Поцелуй от меня всех.
Апрель 1925 года
1
13 апреля 1925 г.
Дорогой Роб!
С твоего отъезда прошел месяц — месяц, который я дала себе на размышления. Как тебе известно, я не слишком шустра, потому мне и понадобилось столько времени, чтобы разобраться во всем, что ты выложил мне, прежде чем уйти из дому. Все же этот месяц я потратила не зря и, кажется, смогу теперь дать ответы на некоторые из твоих вопросов. Гораздо больше времени понадобится, чтобы забыть и твои вопросы, и мои ответы, отвратительный тон нашего разговора и — самое главное в моем случае — забыть потрясение, которое я испытала, придя утром поздравить тебя с совершеннолетием и обнаружив, что ты собираешься уезжать, даже не поставив меня заранее в известность. Люди, случается, покидают дом, вольно или невольно; как ты, несомненно, знаешь, в этом отношении и я не без греха, но именно то, что я сознаю свою вину, дает мне право сказать тебе нечто для тебя едва ли приятное: нельзя бросать человека, любящего тебя и верящего тебе, — это не простится ни в этой жизни, ни в будущей. (Я и сама была однажды брошена — притом родной матерью — и хотя предпочитаю верить, что ты не лгал, говоря, что зашел бы попрощаться со мной, все же не могу не сказать: твое счастье, что я нашла тебя в то утро, поговорила с тобой и, следовательно, уберегла тебя от соблазна исчезнуть из дома незаметно — на тебе не будет висеть долг, который тебе за всю жизнь не выплатить, а мне не простить.)
Но хватит об этом. Я не собираюсь укорять тебя и, думаю, что, прочитав мои ответы, ты тоже отнесешься ко мне снисходительней. В них ты найдешь объяснение всему — надеюсь, правдивое.
Относительно того, что я не люблю тебя. Мне кажется, люблю. Твое присутствие всегда доставляло мне удовольствие, я ценила его, и многие приятные воспоминания мои связаны именно с тобой — например, когда ты поднял глаза от книги с рассказами о море, подаренной тебе Риной (тебе тогда было четыре года), и поведал мне свой план подружиться с акулой (ты в то время был увлечен акулами — рисовал их с человечками в пасти): «Сперва ее надо поймать.
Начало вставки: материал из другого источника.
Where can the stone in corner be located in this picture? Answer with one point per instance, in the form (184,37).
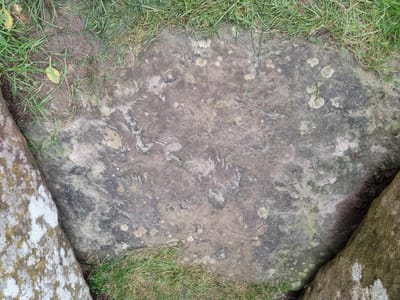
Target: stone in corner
(368,267)
(36,260)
Только не надо готовить из нее обеда». Или тот случай, когда ты спрятал мои багажные ремни, в надежде удержать меня от поездки в Ричмонд. Однако — и ты достаточно взрослый, чтобы знать это, — есть и темные пятна, которые не берет никакой отбеливатель. Взять хотя бы тот простой факт, что твое рождение чуть не стоило мне жизни. Несмотря на то что я положила много сил и сумела создать себе новую жизнь, понесенный мной при этом моральный и физический урон так и не был компенсирован. Меня подкосило твое рождение. Ну и потом, ты все-таки очень похож на своего отца. Но, повторяю, я всегда гордилась тобой, любила тебя, и все эти годы твое присутствие приносило мне много радости. Если же я уделяла тебе меньше времени, чем уделяют своим детям некоторые другие матери, то ты не должен забывать, что у меня были другие обязанности — я говорю о своем отце, горюющем и больном, о страданиях, которые я причинила ему. Кроме того, о тебе было кому позаботиться: твоя тетка, Мэг, Сильви, плясавшие вокруг тебя, — да весь дом. Сказать, что тебя здесь никто — и я в том числе — не любил, это лишь доказать, что ты не имеешь ни малейшего представления о том, что такое любовь, что она дает и что требует взамен. Никогда больше не повторяй этого.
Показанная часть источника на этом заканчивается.